||Unruh, Jeff; Gray, Brian; Lutz, Andrew; Bozkurt, Serkan; Bjornstad, Steve; Tiedemann, Andrew
||Neotectonics; structure; exploration; LiDAR; stress analysis; Salton Trough; Superstition Hills; Superstition Mountain
||Geothermal Resources Council Transactions
||Exploration; Geological surveys; Stress fields; Tectonics; R
||Analysis and interpretation of LiDAR data acquired at Naval Air Facility El Centro in the western Salton Trough, California, provides new information on the location and style of active deformation at Superstition Mountain and in the Superstition Hills that is potentially relevant for geothermal exploration. Faulting along the northeastern piedmont of Superstition Mountain occurs within a strike-slip duplex, wherein dextral slip is systematically transferred in left-restraining steps among fault strands. The valley floor between Superstition Mountain and Superstition Hills is gently folded and warped about broad, east-trending axes. These observations are consistent with stress inversions of earthquake focal mechanisms in this region, which indicate transpressional tectonics between the Superstition Mountain and Superstition Hills faults.
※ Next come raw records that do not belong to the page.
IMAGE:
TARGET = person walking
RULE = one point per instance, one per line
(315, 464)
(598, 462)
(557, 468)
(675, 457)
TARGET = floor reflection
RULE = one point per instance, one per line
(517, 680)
In contrast, a crustal block in the Superstition Hills that is bounded on the west by the sinistral Elmore Ranch fault and on the south by the dextral Superstition Hills fault is accommodating internal extension. The intersection of these two faults is an example of a dilational fault intersection per Faulds et al. (2011); Navy property within this extending block may be a preferred target for further exploration. Other localized areas of extension, some associated with youthful carbonate cementation, occur in releasing stepovers among sinistral fault strands in the Superstition Hills and also may be targets for additional study.